Comme chaque année au printemps, un séminaire de formation destiné aux formateurs étrangers est organisé par le département international de l'ENM. Elle s'adresse aux responsables, cadres et enseignants d'instituts d'études judiciaires étrangers. Cette année, neuf participants ont répondu présents, originaires d'Algérie, du Brésil, d'Italie et du Sénégal. D’une durée de deux semaines, cette session a débuté à Paris (21-25 mai) et s’est poursuivie à Bordeaux (29 mai-1er juin).
Perfectionner l’ingénierie pédagogique
Objectifs de cette formation : permettre aux formateurs étrangers de concevoir et de mettre en œuvre des contenus pédagogiques, de coordonner différents enseignements, d'animer des stages ou encore d'évaluer les résultats. Dans cette perspective, le groupe alterne conférences théoriques, études de cas pratiques, échanges d'expériences, ateliers...
« Les formateurs étrangers viennent perfectionner leurs méthodes d’ingénierie pédagogique, par le biais d’échanges pratiques qui reposent sur la comparaison des systèmes. Nous leur expliquons comment nous procédons, à l’ENM, pour monter un programme, construire un emploi du temps. Nous leur présentons également nos différents formats d’enseignement que sont les cours en amphi, les directions d’études en groupes restreints, les simulations d’audience, etc. », précise Philippe Vigier, sous-directeur des études à l’ENM. « A partir de ces échanges, les formateurs étrangers peuvent identifier ce qui est transposable dans leur propre pays. »
Cette session permet ainsi de contribuer au rayonnement de l’ENM et à la diffusion du modèle judiciaire français dans le monde.
De riches échanges d’expériences
Gabriella Muscolo, magistrate italienne, a suivi cette session de formation en qualité de responsable de la formation continue de la cour d’appel de Rome. Elle indique être « particulièrement intéressée par l’échange d’expériences avec la France, car le CSM italien et l’ENM ont signé un jumelage pour la formation des juges franco-italiens. L’échange avec les collègues formateurs des autres pays du monde est également très enrichissant. » Bénéficier de l’expérience française constitue par ailleurs une réelle opportunité pour cette magistrate-formatrice, qui rappelle qu’une Ecole supérieure de la magistrature unique vient d’être créée en Italie, à Florence, dont l’ouverture est prévue dans les prochains mois. Elle tient enfin à souligner « la très grande disponibilité » dont a fait preuve l’ENM envers elle.

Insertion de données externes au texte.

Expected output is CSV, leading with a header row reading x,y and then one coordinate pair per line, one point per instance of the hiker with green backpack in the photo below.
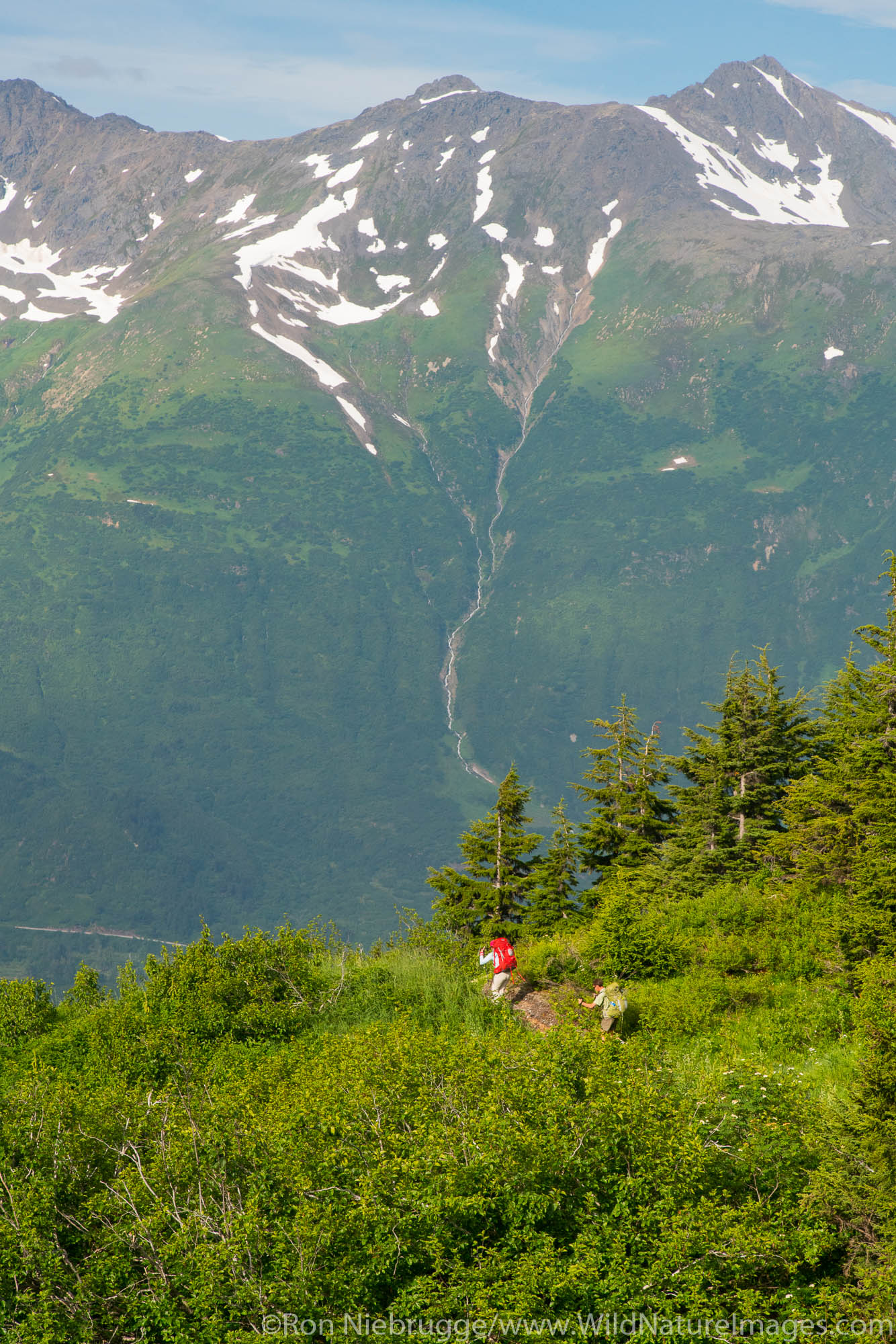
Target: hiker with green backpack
x,y
612,1002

Madiéna Bakhoum Diallo, nouveau directeur adjoint du Centre de Formation Judiciaire à Dakar, a également bénéficié de cette session. « En tant que directeur adjoint, je dois notamment assister le directeur dans l’élaboration des programmes pédagogiques. Cette formation va me permettre de me perfectionner sur ce point », se réjouit-il. Créé en 1995, le Centre de formation judiciaire du Sénégal entretient depuis l’origine des liens très étroits avec l’ENM. Transposer les apports de ce stage à Dakar devrait ainsi se faire de manière assez naturelle, puisque l’ENM a collaboré dès le départ à la création de ce centre de formation judiciaire.